Abby Blass

Abby Blass

Graduate Student, University of Texas at Austin

Abby Blass is a PhD candidate in political science at the University of Texas at Austin. Her primary research areas are public law and American and comparative politics. Her substantive interests include comparative judicial politics and behavior, constitutional design and constitutional law, and institutional design generally. Abby earned a bachelor's degree in political science from the University of Michigan in 2004.

Abby will spend academic year 2011-2012 in France as a visiting researcher at the Center for European Studies at Sciences Po Paris (Centre d'Etudes Européan, L'Institut d'études politiques). Her dissertation includes a comparison of the policy-making role of the French Constitutional Council and the US Supreme Court. Her research will be supported by a fellowship from the Center for European Studies and a McDonald Long research fellowship (both from the University of Texas at Austin).

Abby will present two papers co-authored with Prof. Daniel Brinks titled "The Role of Domestic Politics and Diffusion in Judicial Design" and "The Conceptualization and Measurement of Formal Judicial Power" at the American Political Science Association annual conference in Seattle in September 2011. In April, 2011 she presented a paper titled "Dictators, Democrats, and Their Courts: Judicial Institutions in Latin America from 1975 to 2009" (also co-authored with Prof. Brinks) at the University of Michigan conference "How Autocracies Work: Beyond the Electoral Paradigm".

She recently published a chapter titled "Explaining Members Voting Behavior" in the Oxford Handbook of the American Congress (2011) co-authored with Professor Sean Theriault, and she co-authored an article titled "Corruption, Political Participation and Appetite for Reform: Americans' Assessment of the Role of Money in Politics" (manuscript under review) with Profs. Daron Shaw and Brian Roberts.
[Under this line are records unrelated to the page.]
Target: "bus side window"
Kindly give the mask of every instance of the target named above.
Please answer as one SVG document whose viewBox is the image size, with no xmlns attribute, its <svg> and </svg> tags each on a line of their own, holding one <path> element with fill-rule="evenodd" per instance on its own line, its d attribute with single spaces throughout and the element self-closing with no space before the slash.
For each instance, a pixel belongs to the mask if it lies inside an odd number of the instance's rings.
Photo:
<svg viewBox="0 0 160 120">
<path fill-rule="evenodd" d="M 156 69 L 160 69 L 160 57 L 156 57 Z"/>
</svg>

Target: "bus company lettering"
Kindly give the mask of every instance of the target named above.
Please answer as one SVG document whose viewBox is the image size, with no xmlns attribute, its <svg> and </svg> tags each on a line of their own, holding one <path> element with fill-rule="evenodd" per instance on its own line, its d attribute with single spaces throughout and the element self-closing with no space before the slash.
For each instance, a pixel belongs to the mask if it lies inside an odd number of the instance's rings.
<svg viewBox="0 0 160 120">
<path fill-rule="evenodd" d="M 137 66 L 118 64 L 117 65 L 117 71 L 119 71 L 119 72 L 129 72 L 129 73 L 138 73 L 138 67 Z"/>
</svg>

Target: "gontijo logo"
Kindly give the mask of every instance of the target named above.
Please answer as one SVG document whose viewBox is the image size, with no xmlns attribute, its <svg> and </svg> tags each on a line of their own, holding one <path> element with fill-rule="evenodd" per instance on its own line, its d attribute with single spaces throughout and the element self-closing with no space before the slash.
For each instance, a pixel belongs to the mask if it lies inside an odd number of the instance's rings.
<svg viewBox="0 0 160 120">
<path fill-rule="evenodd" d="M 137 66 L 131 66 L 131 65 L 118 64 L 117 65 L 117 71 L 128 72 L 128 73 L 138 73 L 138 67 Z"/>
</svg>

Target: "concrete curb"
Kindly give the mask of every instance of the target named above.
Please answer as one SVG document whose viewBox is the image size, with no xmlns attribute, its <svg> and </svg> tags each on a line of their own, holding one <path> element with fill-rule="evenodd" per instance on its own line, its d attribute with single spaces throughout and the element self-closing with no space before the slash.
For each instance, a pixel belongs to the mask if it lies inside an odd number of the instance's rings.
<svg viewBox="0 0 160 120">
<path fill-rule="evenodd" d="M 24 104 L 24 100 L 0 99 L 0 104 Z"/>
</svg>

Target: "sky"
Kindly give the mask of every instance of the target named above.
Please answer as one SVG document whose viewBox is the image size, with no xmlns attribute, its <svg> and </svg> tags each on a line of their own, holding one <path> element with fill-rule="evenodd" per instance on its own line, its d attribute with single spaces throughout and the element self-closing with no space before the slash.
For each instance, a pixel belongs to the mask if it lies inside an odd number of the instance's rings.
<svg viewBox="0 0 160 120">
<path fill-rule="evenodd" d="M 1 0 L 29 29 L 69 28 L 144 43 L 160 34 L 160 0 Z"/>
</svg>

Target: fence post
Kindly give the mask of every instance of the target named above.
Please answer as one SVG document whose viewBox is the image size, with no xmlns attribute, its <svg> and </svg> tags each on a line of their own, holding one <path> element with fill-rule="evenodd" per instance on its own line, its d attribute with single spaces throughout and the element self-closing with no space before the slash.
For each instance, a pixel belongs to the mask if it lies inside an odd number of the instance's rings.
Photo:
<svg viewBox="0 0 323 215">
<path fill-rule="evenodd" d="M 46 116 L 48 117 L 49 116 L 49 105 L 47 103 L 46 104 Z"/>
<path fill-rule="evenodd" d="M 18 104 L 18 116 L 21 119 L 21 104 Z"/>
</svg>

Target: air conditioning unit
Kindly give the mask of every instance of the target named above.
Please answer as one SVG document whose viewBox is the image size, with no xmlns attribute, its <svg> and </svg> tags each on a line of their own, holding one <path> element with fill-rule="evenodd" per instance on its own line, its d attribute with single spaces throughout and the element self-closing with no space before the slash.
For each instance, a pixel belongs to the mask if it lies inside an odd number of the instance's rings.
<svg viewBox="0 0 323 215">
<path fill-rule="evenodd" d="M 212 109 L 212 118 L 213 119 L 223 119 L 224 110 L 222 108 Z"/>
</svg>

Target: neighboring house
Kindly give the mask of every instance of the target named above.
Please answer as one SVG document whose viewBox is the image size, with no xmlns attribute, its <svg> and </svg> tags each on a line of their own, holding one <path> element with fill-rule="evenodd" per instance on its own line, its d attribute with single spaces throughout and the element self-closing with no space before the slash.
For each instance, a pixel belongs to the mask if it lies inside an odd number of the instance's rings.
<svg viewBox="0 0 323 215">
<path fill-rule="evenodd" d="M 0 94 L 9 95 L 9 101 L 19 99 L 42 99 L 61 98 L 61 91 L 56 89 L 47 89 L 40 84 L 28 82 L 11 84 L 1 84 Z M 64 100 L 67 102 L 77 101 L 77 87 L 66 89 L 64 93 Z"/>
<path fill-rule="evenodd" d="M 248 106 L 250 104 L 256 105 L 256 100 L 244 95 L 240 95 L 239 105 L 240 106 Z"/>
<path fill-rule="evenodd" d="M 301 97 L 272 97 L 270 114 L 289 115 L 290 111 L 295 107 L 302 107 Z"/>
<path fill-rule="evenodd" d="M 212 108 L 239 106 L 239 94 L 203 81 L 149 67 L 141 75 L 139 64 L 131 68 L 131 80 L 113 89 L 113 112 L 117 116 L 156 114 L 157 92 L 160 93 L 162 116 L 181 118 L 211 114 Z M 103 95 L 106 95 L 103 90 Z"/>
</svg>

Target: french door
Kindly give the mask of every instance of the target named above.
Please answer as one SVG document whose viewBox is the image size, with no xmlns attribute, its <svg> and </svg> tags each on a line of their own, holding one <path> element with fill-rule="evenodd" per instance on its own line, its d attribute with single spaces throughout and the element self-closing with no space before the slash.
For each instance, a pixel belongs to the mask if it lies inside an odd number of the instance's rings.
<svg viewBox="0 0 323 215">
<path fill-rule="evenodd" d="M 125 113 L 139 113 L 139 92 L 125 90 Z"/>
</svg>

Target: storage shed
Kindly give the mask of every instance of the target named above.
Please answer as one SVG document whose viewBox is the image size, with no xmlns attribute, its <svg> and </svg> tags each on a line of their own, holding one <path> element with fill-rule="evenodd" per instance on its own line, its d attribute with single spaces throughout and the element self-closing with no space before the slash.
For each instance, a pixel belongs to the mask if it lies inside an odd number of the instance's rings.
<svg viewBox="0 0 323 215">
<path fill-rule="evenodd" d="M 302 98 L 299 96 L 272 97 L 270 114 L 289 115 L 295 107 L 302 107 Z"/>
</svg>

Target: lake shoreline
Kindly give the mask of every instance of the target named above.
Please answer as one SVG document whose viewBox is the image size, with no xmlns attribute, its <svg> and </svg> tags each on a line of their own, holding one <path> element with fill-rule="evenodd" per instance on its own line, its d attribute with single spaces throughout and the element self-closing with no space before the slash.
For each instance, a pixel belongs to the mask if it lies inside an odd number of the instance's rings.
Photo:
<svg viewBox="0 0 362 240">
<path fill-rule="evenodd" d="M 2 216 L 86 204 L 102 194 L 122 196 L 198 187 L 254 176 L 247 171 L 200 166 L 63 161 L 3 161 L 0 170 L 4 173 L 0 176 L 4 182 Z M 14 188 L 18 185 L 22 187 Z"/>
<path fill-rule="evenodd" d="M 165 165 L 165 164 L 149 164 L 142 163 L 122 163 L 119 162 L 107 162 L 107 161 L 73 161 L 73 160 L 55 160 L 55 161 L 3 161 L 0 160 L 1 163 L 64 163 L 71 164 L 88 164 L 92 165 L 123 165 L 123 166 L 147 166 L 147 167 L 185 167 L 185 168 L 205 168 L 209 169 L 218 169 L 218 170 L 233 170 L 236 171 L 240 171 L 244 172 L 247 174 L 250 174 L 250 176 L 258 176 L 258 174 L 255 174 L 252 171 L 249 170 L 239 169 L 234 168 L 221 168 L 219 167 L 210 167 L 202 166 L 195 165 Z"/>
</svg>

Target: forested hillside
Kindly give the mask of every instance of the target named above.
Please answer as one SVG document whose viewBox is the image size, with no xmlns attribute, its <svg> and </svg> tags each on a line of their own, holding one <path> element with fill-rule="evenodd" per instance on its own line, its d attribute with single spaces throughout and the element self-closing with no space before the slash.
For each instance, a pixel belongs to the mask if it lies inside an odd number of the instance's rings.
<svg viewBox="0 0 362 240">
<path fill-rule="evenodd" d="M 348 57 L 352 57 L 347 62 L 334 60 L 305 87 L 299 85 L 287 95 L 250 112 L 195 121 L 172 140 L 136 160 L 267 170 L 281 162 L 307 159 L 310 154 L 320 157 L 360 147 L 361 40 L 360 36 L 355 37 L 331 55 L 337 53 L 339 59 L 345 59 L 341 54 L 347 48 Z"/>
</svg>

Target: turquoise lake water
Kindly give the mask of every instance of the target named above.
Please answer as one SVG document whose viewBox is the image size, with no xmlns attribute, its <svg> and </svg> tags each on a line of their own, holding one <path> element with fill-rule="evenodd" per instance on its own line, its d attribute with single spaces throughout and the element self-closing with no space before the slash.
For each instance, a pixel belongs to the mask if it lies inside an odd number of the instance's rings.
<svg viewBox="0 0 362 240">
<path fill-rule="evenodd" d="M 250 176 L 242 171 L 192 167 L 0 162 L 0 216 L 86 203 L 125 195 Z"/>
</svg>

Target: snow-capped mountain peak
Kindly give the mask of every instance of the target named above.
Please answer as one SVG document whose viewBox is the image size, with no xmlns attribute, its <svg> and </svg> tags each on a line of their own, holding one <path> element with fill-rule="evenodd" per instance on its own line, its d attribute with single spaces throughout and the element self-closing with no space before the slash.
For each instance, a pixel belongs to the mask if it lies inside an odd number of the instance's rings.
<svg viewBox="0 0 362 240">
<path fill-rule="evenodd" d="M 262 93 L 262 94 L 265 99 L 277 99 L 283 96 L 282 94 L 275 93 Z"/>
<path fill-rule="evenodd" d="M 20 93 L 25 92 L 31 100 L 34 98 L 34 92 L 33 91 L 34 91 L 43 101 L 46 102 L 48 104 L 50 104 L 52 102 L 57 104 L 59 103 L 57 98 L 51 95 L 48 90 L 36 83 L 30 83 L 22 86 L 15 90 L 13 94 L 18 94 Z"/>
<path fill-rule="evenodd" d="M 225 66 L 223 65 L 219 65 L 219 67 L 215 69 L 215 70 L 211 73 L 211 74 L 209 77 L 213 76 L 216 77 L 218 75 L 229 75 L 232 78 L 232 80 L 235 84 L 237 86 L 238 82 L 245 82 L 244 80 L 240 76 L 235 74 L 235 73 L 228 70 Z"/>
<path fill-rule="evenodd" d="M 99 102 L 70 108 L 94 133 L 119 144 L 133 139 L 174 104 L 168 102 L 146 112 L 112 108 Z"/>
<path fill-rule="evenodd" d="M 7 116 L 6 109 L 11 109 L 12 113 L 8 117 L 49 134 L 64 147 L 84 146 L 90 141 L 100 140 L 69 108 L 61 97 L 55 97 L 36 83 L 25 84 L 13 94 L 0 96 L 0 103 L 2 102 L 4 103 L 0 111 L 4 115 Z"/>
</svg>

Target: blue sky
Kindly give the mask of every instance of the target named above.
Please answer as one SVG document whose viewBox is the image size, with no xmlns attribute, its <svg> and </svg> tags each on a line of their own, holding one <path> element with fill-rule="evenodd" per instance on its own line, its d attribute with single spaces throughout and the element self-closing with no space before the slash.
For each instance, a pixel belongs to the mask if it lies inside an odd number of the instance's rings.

Abby is also a researcher for the Comparative Constitutions Project, an NSF-funded initiative to collect data on the formal characteristics of written constitutions for all independent states since 1789 in order to investigate the sources and consequences of constitutional choices, directed by Professors Zach Elkins and Tom Ginsburg.

Abby has extensive supplementary training: she is an alumnus of the University of Michigan Inter-University Consortium for Political and Social Research (ICPSR) summer program in quantitative research methods, the Institute for Qualitative and Multi-method Research (IQMR), the University of Texas Summer Statistics Institute (SSI), and the Middlebury Summer Language Program (French School).